Transaction overview
The transaction is a true-sale securitisation of lease receivables originated by Alba Leasing S.p.A. (Alba) and mainly granted to Italian SMEs, as well as corporate borrowers and individual entrepreneurs.
The leases – currently EUR 436.2m (EUR 950.7m as of closing) – are used to finance the acquisition of transportation assets (16%), equipment (51%), real estate (31.1%) as well as air, naval and rail assets (0.9%). The assets’ residual value was not securitized.
The transaction closed in November 2018 and its final legal maturity is October 2038. The current monitoring used available deal reporting through the 31 December 2021 quarterly servicer report date.
Rating rationale
The rating actions are supported by increased credit enhancement which has mainly been driven by transaction deleveraging. The performance of the transaction is better than Scope’s projections as of closing, however, to a large extent driven by lessees benefitting from the moratorium according to the Law Decree "Cura Italia" under which lessees are not accounted as non-payers as they benefit from a moratorium. Although the moratorium ended in December 2021 the share of lessees still benefiting from the moratorium end of September 2021 was still 24.5% of the then outstanding portfolio. Delinquencies more than 90 days past due represent 0.04% of the outstanding non-defaulted assets, well below the peak of 1.3% reported in the September 2020 servicer report and in line compared to the reported 0.05% two years ago. The decrease from 2020’s peak in delinquencies is explained by the large portion of the pool that benefitted from the moratorium before exiting the same December 2021 end. Cumulative observed defaults are 2.8% of the asset balance at closing.
The rated notes benefit from a liquidity reserve that has amortised to its floor of 0.5% of the rated notes at closing – down from 1.0%. An excess spread trapping mechanism, based on cumulative defaults, is in place to ensure sufficient collateralisation of the rated notes.

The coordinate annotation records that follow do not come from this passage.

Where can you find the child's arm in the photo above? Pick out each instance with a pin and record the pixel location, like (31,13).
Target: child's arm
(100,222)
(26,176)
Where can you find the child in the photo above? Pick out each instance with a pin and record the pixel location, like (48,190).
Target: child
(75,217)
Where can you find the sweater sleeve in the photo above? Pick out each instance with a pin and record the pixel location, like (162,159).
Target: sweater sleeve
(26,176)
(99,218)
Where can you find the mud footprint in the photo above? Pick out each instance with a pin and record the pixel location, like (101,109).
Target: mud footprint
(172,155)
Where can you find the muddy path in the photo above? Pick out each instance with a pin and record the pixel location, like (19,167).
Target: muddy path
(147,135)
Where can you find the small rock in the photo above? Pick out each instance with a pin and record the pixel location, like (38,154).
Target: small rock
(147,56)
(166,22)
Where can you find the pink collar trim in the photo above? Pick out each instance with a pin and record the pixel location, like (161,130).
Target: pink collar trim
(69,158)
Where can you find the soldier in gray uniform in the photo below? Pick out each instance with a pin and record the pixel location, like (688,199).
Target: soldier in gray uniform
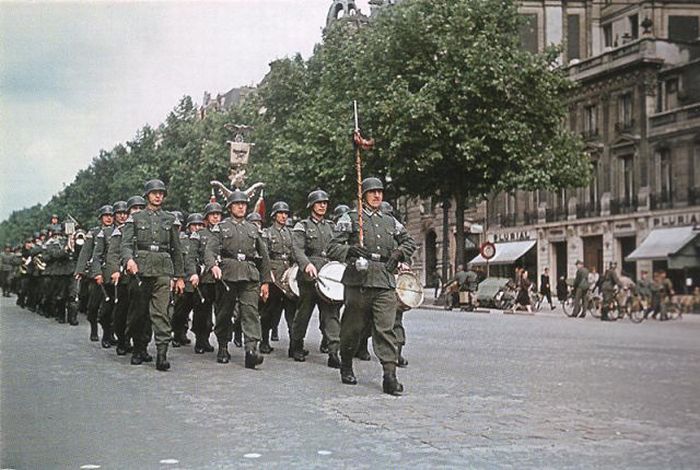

The originator/seller and servicer, Alba; and the account bank and paying agent, Citibank N.A., continue to support the ratings. We assessed the bank’s credit quality using public information.
Key rating drivers
Increased credit enhancement (positive). Class A2 credit enhancement has increased to 80.3% from 36.9% at closing, while Class B and class C credit enhancement has increased to 50.5% and 33.3% from 23.2% and 15.3% at closing, respectively.1
Back-up servicer (positive). The transaction benefits from back-up servicer Securitisation Services S.p.A., which can take over within 30 business days if needed. Securitisation Services S.p.A. cooperates with two other back-up servicers, Agenzia Italia S.p.A. and Trebi Generalconsult S.r.l.3
No residual value risk (positive). Investors are not exposed to the risk that obligors do not exercise the residual option, nor to the possible loss of residual value upon the originator’s liquidation. The issuer benefits from interest paid on the residual value during the life of each lease contract, which gradually increases the excess spread available to cover defaults and losses.3,4
No set-off risk (positive). No borrowers have deposits or derivative contracts with Alba, the originator and seller.3,4
Macroeconomic uncertainties (negative). The transaction is exposed to macroeconomic uncertainties in Italy, especially when considering new variants of Covid-19, elevated inflation and withdrawal of fiscal and monetary support which present risks for robustness of the recovery.5
Interest subordination (negative). Class C interest will be subordinated to class B principal if cumulative portfolio defaults reach 10.0% of the portfolio balance at closing. High default scenarios may magnify expected losses and missed coupons to class C noteholders given this feature.3
Unsecured recoveries (negative). Scope relies on unsecured recoveries from obligors and guarantors because there is no guarantee that Alba’s bankruptcy estate will include asset sale proceeds from defaulted lessees.6
Rating-change drivers
Faster than expected portfolio amortisation (positive): This may benefit the rating if credit enhancement builds up before credit losses crystallise.
Lessees that exited the moratorium in December 2021 will not show increased default behaviour (positive): Lessees that adopted to the moratorium to its largest extent are expected to be the most vulnerable, resulting in increasing defaults. Should this not realise, this could positively impact the ratings.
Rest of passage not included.